In our study, the median TI-RADS score of malignant nodules was found to be significantly higher than that of benign nodules (p < 0.001). In the statistical analysis, it was determined that the probability of detecting malignancy increased gradually from Category 1 to Category 5 (p < 0.001). Here, the cut-off value of the TI-RADS score was found to be 4.5 with 81.5% sensitivity and 78.7% specificity (AUC = 0.877, p < 0.001). In addition, in our study, TI-RADS scoring and SWE measurements were performed on the nodules to understand whether the SWE VTIQ technique is complementary and selective in directing thyroid nodules to FNAB and to evaluate the correlation of SWE measurement parameters with ACR TI-RADS.

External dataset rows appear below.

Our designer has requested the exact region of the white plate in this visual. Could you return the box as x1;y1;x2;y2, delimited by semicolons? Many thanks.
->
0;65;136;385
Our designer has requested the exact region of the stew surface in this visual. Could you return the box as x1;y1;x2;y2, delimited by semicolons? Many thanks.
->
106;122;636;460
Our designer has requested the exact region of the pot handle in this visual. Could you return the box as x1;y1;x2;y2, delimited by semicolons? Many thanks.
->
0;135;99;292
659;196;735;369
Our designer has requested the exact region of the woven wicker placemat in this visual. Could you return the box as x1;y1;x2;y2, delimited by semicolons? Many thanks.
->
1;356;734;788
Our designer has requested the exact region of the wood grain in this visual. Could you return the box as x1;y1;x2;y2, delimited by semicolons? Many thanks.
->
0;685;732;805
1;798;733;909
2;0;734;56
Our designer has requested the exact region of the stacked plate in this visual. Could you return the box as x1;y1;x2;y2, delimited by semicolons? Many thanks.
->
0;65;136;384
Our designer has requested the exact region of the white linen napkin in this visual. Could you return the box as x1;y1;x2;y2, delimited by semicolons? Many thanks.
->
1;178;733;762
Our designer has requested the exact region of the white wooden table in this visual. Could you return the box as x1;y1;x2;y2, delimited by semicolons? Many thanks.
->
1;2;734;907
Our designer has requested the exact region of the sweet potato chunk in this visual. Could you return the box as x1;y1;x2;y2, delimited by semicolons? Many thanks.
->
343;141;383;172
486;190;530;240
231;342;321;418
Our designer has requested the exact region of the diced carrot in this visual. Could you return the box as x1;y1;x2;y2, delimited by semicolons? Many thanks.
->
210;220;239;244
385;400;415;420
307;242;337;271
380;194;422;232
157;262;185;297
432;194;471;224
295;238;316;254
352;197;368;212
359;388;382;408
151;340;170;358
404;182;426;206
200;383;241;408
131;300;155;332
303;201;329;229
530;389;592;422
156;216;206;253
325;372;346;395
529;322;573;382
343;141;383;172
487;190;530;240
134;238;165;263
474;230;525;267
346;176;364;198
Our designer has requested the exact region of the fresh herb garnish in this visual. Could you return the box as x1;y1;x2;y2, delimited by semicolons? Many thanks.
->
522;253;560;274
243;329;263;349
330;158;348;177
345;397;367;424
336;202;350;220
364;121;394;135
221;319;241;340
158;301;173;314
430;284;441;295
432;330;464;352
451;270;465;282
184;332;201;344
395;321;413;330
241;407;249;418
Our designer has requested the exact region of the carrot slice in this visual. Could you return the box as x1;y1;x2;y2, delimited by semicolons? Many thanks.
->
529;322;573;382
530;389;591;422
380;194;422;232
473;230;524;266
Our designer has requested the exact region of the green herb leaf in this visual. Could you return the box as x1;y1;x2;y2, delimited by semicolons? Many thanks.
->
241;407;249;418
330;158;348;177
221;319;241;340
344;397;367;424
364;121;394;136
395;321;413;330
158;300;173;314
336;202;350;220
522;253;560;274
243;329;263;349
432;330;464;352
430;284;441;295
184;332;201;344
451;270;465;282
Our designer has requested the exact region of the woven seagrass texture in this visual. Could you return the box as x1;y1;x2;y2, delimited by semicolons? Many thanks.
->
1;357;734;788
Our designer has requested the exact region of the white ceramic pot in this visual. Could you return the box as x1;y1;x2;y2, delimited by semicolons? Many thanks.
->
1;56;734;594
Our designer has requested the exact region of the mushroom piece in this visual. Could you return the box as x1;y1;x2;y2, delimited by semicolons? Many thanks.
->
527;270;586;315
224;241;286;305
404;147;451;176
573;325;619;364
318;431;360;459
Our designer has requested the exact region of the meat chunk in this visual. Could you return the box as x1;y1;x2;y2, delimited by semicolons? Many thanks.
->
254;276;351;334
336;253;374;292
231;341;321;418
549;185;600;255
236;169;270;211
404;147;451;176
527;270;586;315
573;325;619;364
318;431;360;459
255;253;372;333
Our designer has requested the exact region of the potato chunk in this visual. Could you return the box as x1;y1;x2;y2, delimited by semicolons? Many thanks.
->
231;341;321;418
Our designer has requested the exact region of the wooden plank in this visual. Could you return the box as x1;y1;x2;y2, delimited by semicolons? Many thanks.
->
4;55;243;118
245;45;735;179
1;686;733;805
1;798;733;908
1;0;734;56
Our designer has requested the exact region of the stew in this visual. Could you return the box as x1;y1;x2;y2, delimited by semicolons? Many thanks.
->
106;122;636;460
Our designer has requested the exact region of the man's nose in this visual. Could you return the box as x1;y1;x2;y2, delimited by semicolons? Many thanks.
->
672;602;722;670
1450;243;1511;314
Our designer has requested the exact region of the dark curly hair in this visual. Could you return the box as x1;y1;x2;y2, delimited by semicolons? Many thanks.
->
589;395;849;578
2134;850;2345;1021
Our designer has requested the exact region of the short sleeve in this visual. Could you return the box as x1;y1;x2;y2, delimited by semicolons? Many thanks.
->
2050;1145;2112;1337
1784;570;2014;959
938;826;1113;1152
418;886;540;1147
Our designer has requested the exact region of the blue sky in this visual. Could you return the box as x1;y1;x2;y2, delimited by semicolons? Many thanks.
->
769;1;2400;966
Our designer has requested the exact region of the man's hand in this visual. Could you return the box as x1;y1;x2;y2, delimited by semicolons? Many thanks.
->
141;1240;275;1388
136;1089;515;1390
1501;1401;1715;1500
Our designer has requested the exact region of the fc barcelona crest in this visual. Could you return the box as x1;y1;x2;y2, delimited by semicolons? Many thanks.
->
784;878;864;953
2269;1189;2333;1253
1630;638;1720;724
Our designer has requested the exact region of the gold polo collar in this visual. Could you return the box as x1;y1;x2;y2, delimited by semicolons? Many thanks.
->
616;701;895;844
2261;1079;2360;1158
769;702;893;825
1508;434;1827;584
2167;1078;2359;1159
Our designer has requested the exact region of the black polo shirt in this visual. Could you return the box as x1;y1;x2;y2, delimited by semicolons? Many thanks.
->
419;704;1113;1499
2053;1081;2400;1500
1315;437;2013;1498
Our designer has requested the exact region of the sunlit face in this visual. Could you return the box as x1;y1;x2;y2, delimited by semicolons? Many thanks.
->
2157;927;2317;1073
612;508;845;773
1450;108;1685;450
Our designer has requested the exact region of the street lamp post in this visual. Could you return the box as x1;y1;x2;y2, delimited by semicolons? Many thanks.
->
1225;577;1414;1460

Additionally, when all SWE values (SWVmin, SWVmax, SWVmean, SWVmedian, and SWVratio) were compared according to the TI-RADS categories, a significant difference was found between the categories (p < 0.001 for each). Furthermore, in our study, 14 (12.5%) of 112 nodules identified as Category 3 were included in Category 4 because their SWVmean cut-off value was ≥ 2.945 m/s. Of the 14 nodules assigned to Category 4 out of Category 3 nodules, seven were malignant and seven were benign. Sixty-two (57.9%) of 107 nodules detected as Category 4 were included in Category 3 because the SWVmean cut-off value was < 2.945 m/s. Of the 62 nodules included in the Category 3 group from Category 4 nodules, six were malignant and 56 were benign. After editing, nodules of Categories 1, 2, and 3 were accepted as benign. Nodules of Categories 4 and 5 were accepted with a high probability of malignancy; 92.6% sensitivity and 84.2% specificity were found for TI-RADS in the differentiation from benign to malignant. There was no significant change in sensitivity with the combined use of SWE and TI-RADS (from 91.8% to 92.6%); however, a significant increase was found in specificity (from 63.4% to 84.2%). We predicted that SWE may make an additional contribution to the decision of FNAB for thyroid nodules, in addition to the ACR TI-TRADS guidelines.

Our study has some limitations. TI-RADS scoring and SWE examinations were performed by the same radiologist, which may have led to selection bias regarding the practitioner. Although intraobserver agreement was checked, interobserver agreement was not evaluated. The main limitations of our study were that the patient group consisted of selected cases for FNAB with suspicious findings in terms of malignancy, and the prevalence of malignant nodules was higher (36.5%) in the cases within the scope of the study since our study was conducted in a tertiary university hospital.

Conclusion

In conclusion, ARFI-VTIQ has high sensitivity and specificity between benign and malignant nodules, and it is thought that it may contribute positively to the clinical evaluation of thyroid nodules. Our study showed that a combination of SWE and TI-RADS scores increased the specificity of TI-RADS alone in differentiating between benign and malignant thyroid nodules and that it can reduce unnecessary biopsies.